In China hat ein gesellschaftlicher Umbruch eingesetzt, der Maos Kulturrevolution noch übertrifft. Die Wirtschaft wächst radikal, Städte erweitern und verdichten sich in atemberaubender Geschwindigkeit. Wie sich der Umbruch auf das Bauen auswirkt, schildert Volkwin Marg, gmp.

Die Teilnahme an internationalen Wettbewerben ist für das weltweit agierenden Planerduo Meinhard von Gerkan und Volkwin Marg schon immer Konzept. Darin liegt gewissermaßen das Erfolgsgeheimnis ihres seit 35 Jahren bestehenden, gemeinsamen Unternehmens. Seit drei Jahren sind gmp bei unzähligen chinesischen Wettbewerben aktiv und haben auch viele davon gewonnen. Einige Projekte werden derzeit realisiert.

Allerdings sehen sie sich hier mit einem verschärften internationalen Wettbewerbswesen konfrontiert. Schnell multipliziere sich der Aufwand und die damit verbundenen Kosten um ein Vielfaches, meint Marg. "Da sind illuminierte Modelle, Computeranimationen, bewegte Bilder, 20 Monstertafeln aufgezogen und das Ganze noch über Videobeamer projiziert eine Selbstverständlichkeit". Wer bei den rauen Akquisitions-Sitten nicht mithalten könne, werde zum Aschenputtel. Dass man auch dann gelegentlich einen Prinzen finden kann, haben gmp mit ihrer erst kürzlich fertig gestellten Deutschen Schule in Peking bewiesen.
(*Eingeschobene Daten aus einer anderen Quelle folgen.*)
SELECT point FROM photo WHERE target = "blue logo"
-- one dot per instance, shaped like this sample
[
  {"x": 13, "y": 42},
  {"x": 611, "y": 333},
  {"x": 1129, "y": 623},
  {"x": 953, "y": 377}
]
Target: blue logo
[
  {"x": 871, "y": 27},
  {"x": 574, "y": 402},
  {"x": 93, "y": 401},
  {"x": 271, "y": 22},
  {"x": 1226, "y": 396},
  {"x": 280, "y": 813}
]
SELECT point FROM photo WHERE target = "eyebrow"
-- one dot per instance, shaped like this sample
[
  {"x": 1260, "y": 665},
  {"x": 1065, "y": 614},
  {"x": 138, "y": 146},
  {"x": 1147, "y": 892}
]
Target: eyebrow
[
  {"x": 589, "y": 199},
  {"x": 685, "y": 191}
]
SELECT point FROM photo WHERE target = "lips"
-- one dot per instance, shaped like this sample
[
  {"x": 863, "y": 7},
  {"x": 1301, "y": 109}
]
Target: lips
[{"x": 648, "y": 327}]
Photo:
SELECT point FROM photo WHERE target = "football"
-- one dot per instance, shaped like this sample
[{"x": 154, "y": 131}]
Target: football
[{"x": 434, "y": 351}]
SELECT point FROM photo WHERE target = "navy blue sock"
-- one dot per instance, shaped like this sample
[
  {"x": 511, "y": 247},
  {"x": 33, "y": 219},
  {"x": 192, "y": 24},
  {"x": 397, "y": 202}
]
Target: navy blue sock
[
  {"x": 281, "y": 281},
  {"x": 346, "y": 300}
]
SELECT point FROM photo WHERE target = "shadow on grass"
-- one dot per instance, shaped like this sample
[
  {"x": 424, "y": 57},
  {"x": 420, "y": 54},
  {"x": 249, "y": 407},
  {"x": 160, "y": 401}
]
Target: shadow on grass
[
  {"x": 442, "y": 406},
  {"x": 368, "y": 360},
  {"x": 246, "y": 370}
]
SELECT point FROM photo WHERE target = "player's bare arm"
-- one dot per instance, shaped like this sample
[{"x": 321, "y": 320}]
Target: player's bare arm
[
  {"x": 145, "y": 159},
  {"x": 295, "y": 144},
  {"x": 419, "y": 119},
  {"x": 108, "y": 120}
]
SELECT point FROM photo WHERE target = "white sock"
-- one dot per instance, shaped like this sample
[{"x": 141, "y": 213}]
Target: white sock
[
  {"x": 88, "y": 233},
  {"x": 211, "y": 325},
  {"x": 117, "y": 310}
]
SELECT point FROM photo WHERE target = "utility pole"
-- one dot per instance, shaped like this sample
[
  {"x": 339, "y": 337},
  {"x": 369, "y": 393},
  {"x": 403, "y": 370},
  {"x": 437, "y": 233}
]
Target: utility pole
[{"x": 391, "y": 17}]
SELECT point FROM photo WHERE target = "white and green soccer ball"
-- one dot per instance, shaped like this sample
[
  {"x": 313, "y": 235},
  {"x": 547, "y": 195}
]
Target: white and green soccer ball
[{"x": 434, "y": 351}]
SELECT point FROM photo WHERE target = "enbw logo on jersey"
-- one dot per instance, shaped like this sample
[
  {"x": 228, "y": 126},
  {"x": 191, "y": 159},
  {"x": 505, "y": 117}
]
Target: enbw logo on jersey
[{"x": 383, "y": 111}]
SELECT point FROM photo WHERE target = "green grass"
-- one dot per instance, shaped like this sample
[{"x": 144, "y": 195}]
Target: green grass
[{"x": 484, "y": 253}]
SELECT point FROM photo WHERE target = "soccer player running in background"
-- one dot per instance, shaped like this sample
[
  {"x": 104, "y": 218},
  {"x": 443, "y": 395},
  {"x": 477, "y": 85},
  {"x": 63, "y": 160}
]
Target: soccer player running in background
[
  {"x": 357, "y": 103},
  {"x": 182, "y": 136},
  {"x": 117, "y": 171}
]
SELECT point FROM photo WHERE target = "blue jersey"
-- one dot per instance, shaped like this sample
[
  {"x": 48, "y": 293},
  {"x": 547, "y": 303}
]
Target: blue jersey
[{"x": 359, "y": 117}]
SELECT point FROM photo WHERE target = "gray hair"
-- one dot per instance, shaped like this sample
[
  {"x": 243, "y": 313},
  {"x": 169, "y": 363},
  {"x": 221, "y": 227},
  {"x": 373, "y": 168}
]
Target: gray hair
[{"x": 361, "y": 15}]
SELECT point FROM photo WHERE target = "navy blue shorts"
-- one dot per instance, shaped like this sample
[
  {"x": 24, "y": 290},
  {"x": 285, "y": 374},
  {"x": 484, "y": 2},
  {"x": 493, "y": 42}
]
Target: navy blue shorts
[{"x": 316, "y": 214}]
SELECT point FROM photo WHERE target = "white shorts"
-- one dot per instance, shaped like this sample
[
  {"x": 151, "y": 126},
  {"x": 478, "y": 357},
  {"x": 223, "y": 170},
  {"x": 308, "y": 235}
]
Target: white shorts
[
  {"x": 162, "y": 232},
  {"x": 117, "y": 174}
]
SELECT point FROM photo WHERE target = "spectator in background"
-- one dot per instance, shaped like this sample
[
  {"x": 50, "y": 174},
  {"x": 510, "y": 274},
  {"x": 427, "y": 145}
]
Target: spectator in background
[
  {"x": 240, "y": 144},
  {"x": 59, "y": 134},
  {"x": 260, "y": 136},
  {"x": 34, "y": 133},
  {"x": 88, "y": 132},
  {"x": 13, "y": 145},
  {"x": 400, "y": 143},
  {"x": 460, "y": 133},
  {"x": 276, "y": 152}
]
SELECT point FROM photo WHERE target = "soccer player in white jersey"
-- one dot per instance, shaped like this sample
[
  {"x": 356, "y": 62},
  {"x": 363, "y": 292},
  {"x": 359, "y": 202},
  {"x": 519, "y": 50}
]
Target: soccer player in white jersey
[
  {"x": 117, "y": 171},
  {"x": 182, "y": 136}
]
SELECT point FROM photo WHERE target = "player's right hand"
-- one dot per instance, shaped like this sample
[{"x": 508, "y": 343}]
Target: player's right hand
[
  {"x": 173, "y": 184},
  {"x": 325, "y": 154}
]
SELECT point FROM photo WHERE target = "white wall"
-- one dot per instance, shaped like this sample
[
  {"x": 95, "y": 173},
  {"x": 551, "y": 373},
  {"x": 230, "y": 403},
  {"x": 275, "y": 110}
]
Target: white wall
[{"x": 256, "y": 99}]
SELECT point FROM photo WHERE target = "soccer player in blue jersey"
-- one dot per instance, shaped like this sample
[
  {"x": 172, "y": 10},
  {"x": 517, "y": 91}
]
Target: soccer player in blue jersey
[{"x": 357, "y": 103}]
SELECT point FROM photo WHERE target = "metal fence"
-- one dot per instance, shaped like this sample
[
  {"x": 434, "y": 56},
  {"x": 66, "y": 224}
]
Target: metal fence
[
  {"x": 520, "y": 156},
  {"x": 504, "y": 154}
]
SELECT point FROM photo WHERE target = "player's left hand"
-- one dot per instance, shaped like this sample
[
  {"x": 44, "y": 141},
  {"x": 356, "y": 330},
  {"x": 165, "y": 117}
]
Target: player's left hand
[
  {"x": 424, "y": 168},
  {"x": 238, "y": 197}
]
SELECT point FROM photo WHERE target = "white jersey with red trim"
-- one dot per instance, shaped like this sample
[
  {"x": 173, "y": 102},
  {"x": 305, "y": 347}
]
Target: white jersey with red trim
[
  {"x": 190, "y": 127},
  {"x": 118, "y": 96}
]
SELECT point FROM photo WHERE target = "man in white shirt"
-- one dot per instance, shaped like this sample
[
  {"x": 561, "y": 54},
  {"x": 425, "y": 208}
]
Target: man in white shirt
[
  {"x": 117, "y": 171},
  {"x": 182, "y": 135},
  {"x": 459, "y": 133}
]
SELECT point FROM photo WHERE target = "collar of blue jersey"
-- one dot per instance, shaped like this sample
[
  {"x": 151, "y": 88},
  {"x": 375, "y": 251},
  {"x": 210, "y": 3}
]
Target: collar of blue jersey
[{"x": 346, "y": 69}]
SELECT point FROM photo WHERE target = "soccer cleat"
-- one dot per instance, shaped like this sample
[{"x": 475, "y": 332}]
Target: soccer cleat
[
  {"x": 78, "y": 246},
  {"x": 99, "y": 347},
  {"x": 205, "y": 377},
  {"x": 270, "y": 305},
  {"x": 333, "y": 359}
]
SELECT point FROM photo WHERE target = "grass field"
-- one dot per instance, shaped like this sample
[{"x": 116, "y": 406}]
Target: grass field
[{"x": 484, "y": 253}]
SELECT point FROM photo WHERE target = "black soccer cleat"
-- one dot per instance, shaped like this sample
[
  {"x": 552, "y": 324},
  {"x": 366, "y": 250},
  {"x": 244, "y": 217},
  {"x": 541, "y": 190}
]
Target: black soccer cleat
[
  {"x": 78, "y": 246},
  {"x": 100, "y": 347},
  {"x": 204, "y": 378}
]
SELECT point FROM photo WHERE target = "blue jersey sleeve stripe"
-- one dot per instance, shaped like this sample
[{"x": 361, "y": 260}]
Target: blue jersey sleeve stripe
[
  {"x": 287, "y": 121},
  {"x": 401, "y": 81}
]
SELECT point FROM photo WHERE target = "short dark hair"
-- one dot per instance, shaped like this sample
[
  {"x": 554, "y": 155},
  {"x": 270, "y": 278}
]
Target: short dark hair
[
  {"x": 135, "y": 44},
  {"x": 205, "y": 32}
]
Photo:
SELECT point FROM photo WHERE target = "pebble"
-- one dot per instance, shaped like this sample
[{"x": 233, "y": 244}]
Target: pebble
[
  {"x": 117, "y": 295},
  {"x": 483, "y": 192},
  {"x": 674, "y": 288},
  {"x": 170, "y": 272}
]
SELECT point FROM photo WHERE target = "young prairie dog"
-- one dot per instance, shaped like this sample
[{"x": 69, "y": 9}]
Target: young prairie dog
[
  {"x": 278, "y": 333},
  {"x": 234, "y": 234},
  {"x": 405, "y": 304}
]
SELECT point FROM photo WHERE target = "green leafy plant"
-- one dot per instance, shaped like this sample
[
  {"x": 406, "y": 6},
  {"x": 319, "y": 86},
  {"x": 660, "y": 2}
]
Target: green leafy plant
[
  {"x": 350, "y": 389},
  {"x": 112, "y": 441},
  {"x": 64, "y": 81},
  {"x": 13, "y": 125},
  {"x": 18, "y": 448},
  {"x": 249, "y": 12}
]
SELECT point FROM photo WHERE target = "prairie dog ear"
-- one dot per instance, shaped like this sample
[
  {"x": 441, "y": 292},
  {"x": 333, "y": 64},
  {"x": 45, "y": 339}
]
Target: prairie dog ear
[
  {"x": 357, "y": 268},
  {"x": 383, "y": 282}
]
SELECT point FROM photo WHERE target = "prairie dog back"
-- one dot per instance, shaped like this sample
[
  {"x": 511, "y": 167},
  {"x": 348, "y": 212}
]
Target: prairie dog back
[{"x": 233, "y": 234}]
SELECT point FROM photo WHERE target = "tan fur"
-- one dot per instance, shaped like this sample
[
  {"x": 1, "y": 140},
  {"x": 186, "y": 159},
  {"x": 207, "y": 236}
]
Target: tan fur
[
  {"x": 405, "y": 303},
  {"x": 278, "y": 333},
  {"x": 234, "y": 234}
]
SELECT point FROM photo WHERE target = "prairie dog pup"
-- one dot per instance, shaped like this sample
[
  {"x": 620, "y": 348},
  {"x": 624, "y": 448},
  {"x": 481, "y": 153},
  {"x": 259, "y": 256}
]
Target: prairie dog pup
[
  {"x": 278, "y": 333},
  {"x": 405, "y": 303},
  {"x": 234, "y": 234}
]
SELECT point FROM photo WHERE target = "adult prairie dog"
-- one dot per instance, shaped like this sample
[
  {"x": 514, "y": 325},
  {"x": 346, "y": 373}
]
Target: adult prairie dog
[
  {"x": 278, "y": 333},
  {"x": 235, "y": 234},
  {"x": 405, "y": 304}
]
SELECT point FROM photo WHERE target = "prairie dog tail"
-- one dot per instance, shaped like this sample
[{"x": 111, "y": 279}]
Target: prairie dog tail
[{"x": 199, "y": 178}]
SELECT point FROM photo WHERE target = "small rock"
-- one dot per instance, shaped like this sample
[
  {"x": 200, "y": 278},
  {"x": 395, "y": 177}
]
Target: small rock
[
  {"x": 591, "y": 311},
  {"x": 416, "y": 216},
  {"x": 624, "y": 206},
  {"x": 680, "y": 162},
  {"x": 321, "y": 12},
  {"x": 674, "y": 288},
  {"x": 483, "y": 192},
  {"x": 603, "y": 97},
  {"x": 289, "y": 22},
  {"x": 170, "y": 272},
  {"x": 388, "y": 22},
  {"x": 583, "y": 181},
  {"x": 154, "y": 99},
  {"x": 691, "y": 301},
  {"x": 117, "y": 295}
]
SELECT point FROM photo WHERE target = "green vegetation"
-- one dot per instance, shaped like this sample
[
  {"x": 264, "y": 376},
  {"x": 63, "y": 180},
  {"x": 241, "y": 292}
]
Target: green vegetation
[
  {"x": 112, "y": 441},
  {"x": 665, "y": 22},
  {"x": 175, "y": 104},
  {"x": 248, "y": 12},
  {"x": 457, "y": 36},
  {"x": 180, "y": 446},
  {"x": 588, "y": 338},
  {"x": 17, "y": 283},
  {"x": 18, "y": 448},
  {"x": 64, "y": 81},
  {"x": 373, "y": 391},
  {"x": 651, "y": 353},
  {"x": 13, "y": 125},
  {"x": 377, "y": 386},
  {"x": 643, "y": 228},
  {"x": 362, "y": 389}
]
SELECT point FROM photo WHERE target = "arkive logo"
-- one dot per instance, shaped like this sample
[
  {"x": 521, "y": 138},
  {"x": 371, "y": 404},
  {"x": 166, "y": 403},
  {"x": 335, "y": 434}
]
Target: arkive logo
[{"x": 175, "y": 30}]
Dem schlichten Entwurf schenkte zunächst keiner der chinesischen Juroren Beachtung. Doch ihr Vorsitzender und japanischer grand old man Fumihiko Maki entdeckte in der Zurückhaltung die Qualität und setzte das Projekt durch.

Bisher allerdings konnte das Hamburger Planerteam aus seinen chinesischen Aktivitäten noch keinen Gewinn verbuchen. Für Marg ist das jedoch kein Grund, seinen Optimismus zu verlieren: "Wettbewerbe bringen ein Defizit, natürlich. Der Aufwand, den wir hinein stecken, ist ungeheuer groß. Aber es hat sich noch immer ausgezahlt".

Chinas neuem kapitalistischen Hype begegnen gmp allerdings mit Skepsis. In der zunehmenden Amerikanisierung der Städte mit ihrer globalen Gesichtslosigkeit sieht Marg zugleich die Selbstverleugnung einer 5000 Jahre alten Kultur. Es gebe niemanden, der ein Stück kultureller Kontinuität zwischen dem alten China und der Gegenwart herzustellen versuche. Denn all die renommierten Architekturbüros, die jetzt ins Land pilgerten, seien letztlich nur daran interessiert, sich "wie die Piranhas im Amazonas einen Brocken dieser Amerikanisierung heraus zu beißen". In China vollziehe sich derzeit eine feuerwerksartige Explosion der neuen Zeit, die in die historische Vergangenheit einen riesigen Krater reißt. Eine Kulturrevolution, die Mao Tsetungs gewaltsame Neuordnung an Radikalität noch weit übertreffe.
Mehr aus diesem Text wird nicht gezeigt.